Here we can see “UNMOUNTABLE BOOT VOLUME BSOD: Fix for Windows XP, Vista, and 7”
Symptoms and description
This Error is linked to the error messages, alerts, warnings, and symptoms listed below.
Symptom 1: BSOD with error UNMOUNTABLE_BOOT_VOLUME
A blue screen of death (BSOD) may appear when a PC running Windows XP, Windows Vista, or Windows 7 is started, with the error message “UNMOUNTABLE BOOT VOLUME” and a stop code of STOP: 0x000000ED, similar to the screen below,
The following is the complete text of the error:
A problem has been detected and Windows has been shut down to prevent damage to your computer. UNMOUNTABLE_BOOT_VOLUME If this is the first time you've seen this error screen, restart your computer. If this screen appears again, follow these steps: Check to make sure any new hardware or software is properly installed. If this is a new installation, ask your hardware or software manufacturer for any Windows updates you might need. If problems continue, disable or remove any newly installed hardware or software. Disable BIOS memory options such as caching or shadowing. If you need to use Safe Mode to remove or disable components, restart your computer, press F8 to select Advanced Startup Options, and then select Safe Mode. Technical Information: *** STOP: 0x000000ED (0x80F128D0, 0xc000009c, 0x00000000, 0x00000000)
Symptom 2: BSOD with error UNMOUNTABLE_BOOT_VOLUME
This is a variant of symptom 1 with this possible alternate text,
The following is the text of the error:
A problem has been detected and Windows has been shut down to prevent damage to your computer.
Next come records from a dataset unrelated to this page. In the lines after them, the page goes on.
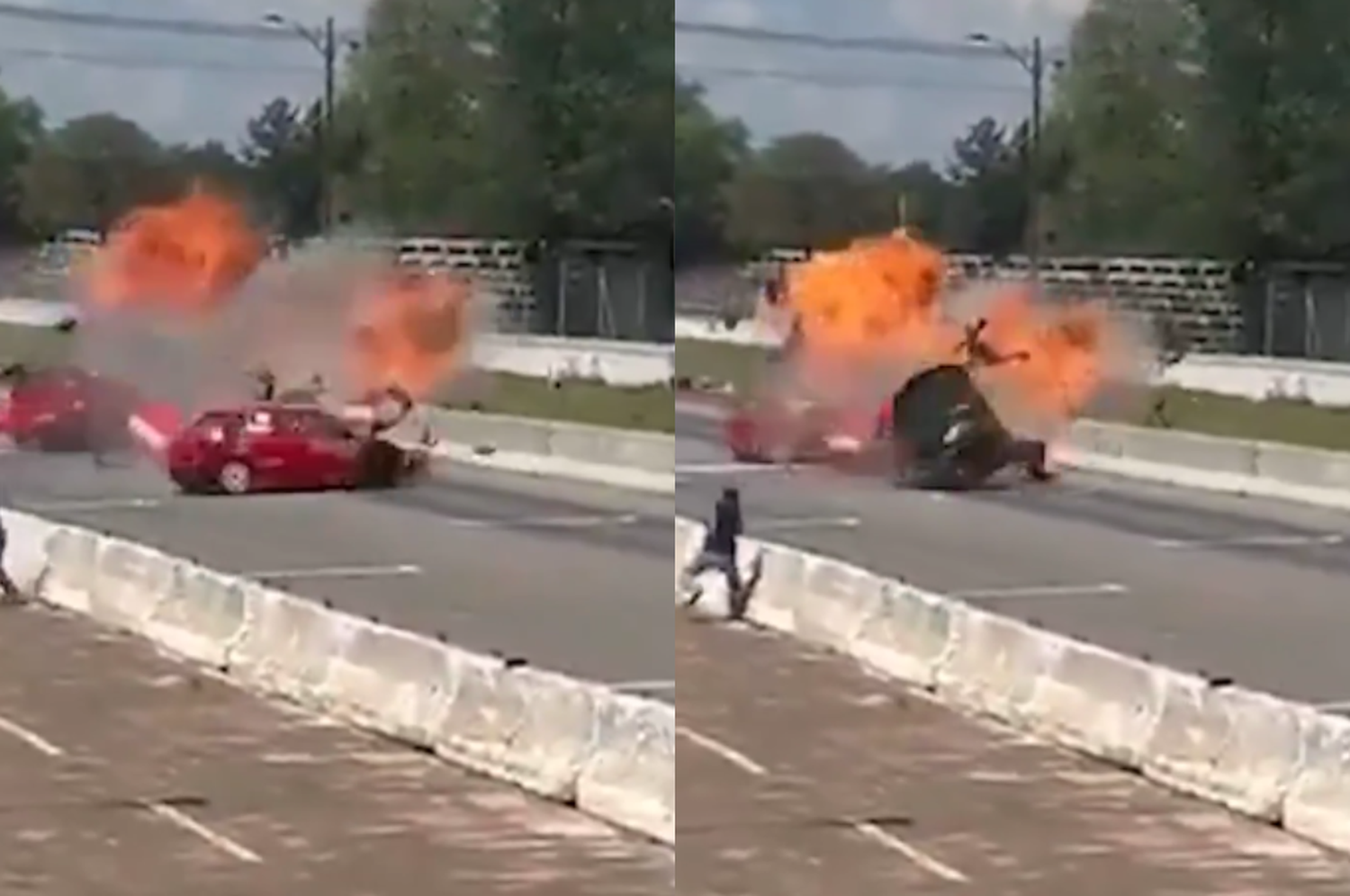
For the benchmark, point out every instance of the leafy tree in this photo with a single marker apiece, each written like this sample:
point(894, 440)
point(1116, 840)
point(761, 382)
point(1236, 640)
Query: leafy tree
point(92, 170)
point(988, 208)
point(21, 131)
point(1279, 77)
point(707, 153)
point(284, 157)
point(1139, 165)
point(922, 197)
point(807, 191)
point(583, 112)
point(412, 121)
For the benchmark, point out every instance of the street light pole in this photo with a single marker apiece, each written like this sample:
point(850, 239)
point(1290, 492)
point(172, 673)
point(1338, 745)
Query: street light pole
point(1034, 158)
point(1034, 64)
point(326, 42)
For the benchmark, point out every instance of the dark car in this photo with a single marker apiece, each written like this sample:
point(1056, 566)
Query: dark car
point(945, 434)
point(283, 447)
point(65, 409)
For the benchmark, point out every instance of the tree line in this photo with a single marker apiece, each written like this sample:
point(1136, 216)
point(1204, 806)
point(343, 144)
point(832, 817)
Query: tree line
point(1174, 127)
point(536, 119)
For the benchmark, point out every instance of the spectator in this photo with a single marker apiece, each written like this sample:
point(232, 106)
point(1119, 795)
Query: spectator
point(720, 548)
point(8, 590)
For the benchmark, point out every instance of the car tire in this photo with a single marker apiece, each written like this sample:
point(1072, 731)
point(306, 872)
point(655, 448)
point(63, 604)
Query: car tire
point(235, 478)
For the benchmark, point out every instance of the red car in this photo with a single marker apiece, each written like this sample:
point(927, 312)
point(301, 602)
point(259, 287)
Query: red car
point(65, 409)
point(774, 431)
point(284, 447)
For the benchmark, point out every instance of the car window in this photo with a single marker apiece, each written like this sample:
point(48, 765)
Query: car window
point(326, 426)
point(261, 423)
point(216, 426)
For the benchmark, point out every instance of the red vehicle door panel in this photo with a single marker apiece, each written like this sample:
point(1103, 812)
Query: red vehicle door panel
point(331, 450)
point(273, 455)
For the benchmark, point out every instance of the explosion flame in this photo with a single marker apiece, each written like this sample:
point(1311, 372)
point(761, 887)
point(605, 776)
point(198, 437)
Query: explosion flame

UNMOUNTABLE_BOOT_VOLUME If this is the first time you've seen this error screen, restart your computer. If this screen appears again, follow these steps: Check to be sure you have adequate disk space. If a driver is identified in the Stop message, disable the driver or check with the manufacturer for driver updates. Try changing video adapters. Check with your hardware vendor for any BIOS updates. Disable BIOS memory options such as caching or shadowing. If you need to use Safe Mode to remove or disable components, restart your computer, press F8 to select Advanced Startup Options, and then select Safe Mode. Technical Information: *** STOP: 0x000000ED (0x80F128D0, 0xc000009c, 0x00000000, 0x00000000)
This Error’s Causes
The UNMOUNTABLE BOOT VOLUME problem indicates that Windows could not mount the boot filesystem1 to read/load essential dependencies from it, resulting in a blue screen of death.
While Windows, as a microkernel-based operating system, can dynamically load dependencies and components. A core set of requirements must be brought online during the boot process, or Windows will fail to launch, even if the kernel has been invoked.
This list of components has steadily dwindled with the latest versions of Windows, especially after the kernel and driver restructuring that occurred during the development of Windows Vista. It now only includes the most basic (and essentially universal) input/output drivers2 and the controllers for the hard disk drive.
A BSOD with the UNMOUNTABLE BOOT VOLUME error may appear if Windows cannot identify and interface with the hard disk controller (whether integrated into the motherboard or as a drop-in PCI-E card) the hard disk controller is brought online successfully. Still, Windows cannot read the volume it is being booted from for various reasons.
Cause 1: Failed/Incompatible disk controller drivers
The Windows kernel will be unable to read and load the fundamental dependencies from disk if Windows cannot recognize and interface with the hard disk controller responsible for the drive the system partition resides on, as detailed above.
An uninstall or failed update/upgrade of the hard disk controller drivers is a common cause of this issue.
If the Intel or LSI disk management drivers are corrupted, uninstalled, or incorrectly upgraded, and Windows does not already have “native,” essential support for the hard disk controller in use, Windows will be unable to communicate with the disk adapter to read the required data, resulting in the UNMOUNTABLE BOOT VOLUME blue screen of death.
Cause 2: Windows was loaded from the wrong partition.
Another circumstance in which Windows cannot load its core drivers and other essential dependencies is when Windows has the necessary drivers to connect with the hard disk controller but is prompted to load them from the wrong partition (i.e. not the partition it is installed to). When the bootloader (either NTLDR in Windows XP or BOOTMGR in Windows Vista and Windows 7) starts loading an operating system from the configuration file3, it gives information to the kernel (in the environment block) about where the operating system should be loaded from.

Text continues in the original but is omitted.